Они выиграли бой еще до наступления жаркого дня.
Все, что рассказывал Литвак, всегда сводилось к следующему: между людьми нет настоящих связей. Можно знать поступки человека, но никогда нельзя знать мотивы. Но даже если знаешь мотивы, то лишь малую их часть, ибо мотивы, поступки и результаты чрезвычайно редко между собой согласуются — так, случайность, курьезная, но не доказательная. Литвак изображал людей только в действии, в атаке, в подготовке к побегу или в побеге. Один-единственный раз упомянул он о своем разрыве с партией, о бегстве из России, о своем крахе. Он рассказал о заседании, на котором решалась судьба человека, многие годы бывшего его ближайшим другом. Литвак должен был бы за него вступиться, но он выступил против него, окончательно добил его, чтобы спасти себя. Это было 23 июня 1935 года. В тот день он оставил свою машину с шофером в Москве, машине требовался кое-какой ремонт, и поехал домой на поезде. Иными словами, он приехал позже обычного. Сын ждал его на пригорке у поворота шоссе. Увидев отца, Евгений, ликуя, бросился вниз, к нему. Из-за поворота на бешеной скорости вырвался грузовик, затормозил, но было поздно. Евгению как раз за неделю до того исполнилось четыре года…

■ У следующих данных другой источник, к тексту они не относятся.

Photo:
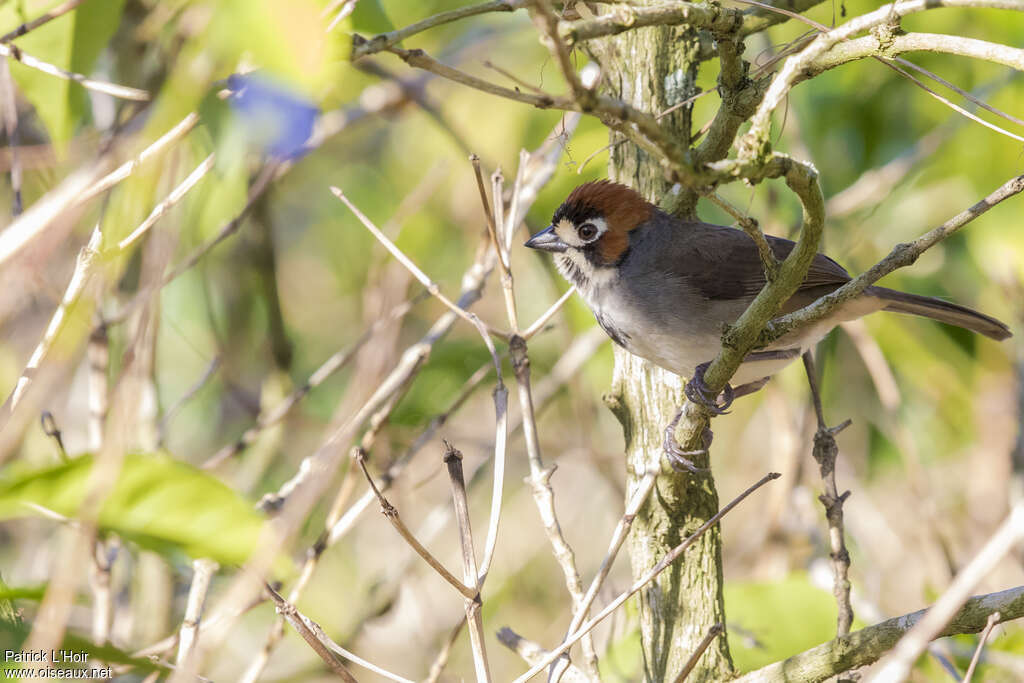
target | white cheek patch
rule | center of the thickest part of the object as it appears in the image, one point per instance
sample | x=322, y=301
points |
x=568, y=233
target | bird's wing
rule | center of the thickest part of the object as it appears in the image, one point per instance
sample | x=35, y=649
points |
x=724, y=263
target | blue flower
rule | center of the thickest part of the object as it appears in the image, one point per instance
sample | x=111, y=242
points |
x=276, y=118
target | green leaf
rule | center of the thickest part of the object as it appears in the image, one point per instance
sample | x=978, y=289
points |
x=769, y=622
x=370, y=18
x=12, y=637
x=159, y=503
x=72, y=42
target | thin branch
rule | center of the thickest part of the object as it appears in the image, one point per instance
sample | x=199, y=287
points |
x=540, y=480
x=59, y=10
x=761, y=17
x=544, y=317
x=304, y=627
x=453, y=462
x=173, y=198
x=34, y=221
x=501, y=397
x=363, y=46
x=437, y=668
x=269, y=417
x=10, y=127
x=865, y=646
x=993, y=619
x=532, y=652
x=430, y=285
x=955, y=108
x=468, y=592
x=629, y=17
x=203, y=570
x=825, y=452
x=665, y=563
x=750, y=225
x=547, y=22
x=896, y=666
x=85, y=268
x=211, y=370
x=960, y=91
x=901, y=255
x=636, y=501
x=890, y=14
x=871, y=45
x=122, y=91
x=714, y=632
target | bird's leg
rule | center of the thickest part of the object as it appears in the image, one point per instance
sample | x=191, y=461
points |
x=678, y=458
x=698, y=392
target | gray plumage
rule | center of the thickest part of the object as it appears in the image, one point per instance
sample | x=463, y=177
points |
x=665, y=289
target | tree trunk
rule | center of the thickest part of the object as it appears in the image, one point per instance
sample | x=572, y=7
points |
x=653, y=69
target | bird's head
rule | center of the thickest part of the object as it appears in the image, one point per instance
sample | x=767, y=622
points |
x=590, y=231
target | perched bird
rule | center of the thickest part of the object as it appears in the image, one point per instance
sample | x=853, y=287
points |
x=665, y=289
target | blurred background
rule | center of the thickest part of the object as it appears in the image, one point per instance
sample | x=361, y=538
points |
x=933, y=458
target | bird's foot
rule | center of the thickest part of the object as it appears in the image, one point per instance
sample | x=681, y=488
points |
x=698, y=392
x=678, y=457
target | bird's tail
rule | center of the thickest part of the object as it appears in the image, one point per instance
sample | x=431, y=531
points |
x=943, y=311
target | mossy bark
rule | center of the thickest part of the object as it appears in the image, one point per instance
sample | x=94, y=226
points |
x=653, y=69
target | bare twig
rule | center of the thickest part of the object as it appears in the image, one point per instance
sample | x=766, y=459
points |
x=79, y=189
x=122, y=91
x=750, y=225
x=430, y=285
x=544, y=317
x=361, y=46
x=501, y=397
x=825, y=453
x=437, y=668
x=544, y=496
x=50, y=428
x=795, y=68
x=617, y=539
x=901, y=255
x=391, y=513
x=714, y=632
x=173, y=198
x=453, y=462
x=211, y=370
x=10, y=127
x=85, y=268
x=896, y=666
x=203, y=570
x=629, y=17
x=532, y=652
x=665, y=563
x=59, y=10
x=865, y=646
x=335, y=363
x=993, y=619
x=304, y=627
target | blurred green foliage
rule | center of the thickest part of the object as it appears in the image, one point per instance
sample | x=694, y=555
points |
x=955, y=391
x=158, y=502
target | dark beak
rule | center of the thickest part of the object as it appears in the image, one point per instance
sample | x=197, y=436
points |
x=546, y=240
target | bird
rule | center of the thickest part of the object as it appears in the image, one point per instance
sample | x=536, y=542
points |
x=665, y=289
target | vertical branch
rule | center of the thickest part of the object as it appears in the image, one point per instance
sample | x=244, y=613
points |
x=203, y=570
x=825, y=453
x=544, y=496
x=98, y=356
x=453, y=461
x=10, y=127
x=654, y=70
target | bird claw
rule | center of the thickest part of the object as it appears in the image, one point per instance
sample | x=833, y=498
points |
x=678, y=457
x=697, y=391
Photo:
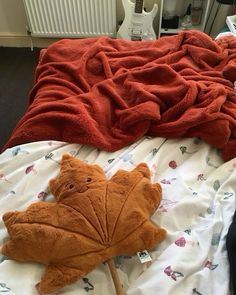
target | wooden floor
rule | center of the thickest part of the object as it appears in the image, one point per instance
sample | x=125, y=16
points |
x=17, y=67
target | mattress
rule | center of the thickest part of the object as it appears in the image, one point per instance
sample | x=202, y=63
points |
x=196, y=210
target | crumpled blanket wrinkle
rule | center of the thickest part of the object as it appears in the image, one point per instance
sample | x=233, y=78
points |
x=109, y=93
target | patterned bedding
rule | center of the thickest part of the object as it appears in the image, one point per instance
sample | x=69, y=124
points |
x=196, y=210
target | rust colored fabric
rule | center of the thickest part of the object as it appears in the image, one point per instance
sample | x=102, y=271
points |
x=92, y=220
x=109, y=92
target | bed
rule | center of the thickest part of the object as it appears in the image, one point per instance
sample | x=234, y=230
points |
x=173, y=107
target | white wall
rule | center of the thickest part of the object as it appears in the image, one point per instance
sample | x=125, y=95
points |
x=13, y=19
x=13, y=22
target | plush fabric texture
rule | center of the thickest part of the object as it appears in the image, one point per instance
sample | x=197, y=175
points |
x=109, y=92
x=92, y=220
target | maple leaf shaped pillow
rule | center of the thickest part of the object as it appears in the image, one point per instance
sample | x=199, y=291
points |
x=92, y=220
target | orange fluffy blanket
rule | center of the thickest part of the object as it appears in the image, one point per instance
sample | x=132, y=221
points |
x=109, y=93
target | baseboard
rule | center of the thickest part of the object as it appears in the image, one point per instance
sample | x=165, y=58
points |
x=16, y=40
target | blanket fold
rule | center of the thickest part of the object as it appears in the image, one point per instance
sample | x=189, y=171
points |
x=109, y=92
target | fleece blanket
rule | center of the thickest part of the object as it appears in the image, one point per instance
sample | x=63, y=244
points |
x=109, y=92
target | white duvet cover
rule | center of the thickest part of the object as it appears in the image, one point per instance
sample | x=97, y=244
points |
x=196, y=210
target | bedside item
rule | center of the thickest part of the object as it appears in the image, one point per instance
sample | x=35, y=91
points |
x=196, y=12
x=170, y=23
x=137, y=24
x=231, y=23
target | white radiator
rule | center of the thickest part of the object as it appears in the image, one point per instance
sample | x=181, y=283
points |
x=71, y=18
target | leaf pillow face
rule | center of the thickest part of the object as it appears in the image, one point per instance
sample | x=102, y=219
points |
x=92, y=220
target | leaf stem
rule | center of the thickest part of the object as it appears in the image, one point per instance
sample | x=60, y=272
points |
x=115, y=277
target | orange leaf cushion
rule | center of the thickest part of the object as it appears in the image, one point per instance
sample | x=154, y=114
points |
x=92, y=220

С его смертью все кончилось. Еще месяц Литвак как-то жил, но это была уже не жизнь, а только театр теней: самоубийство друга в тюрьме, и лекции, которые он читал в военной академии, и статья против друга, которую он опубликовал. Театром теней была и командировка за границу вплоть до того момента, когда на обратном пути он сошел на польском полустанке. Была глубокая ночь, поезд обычно никогда там не останавливался, но в ту ночь путь был закрыт. Сергей пережил Евгения на семь недель — больше чем достаточно.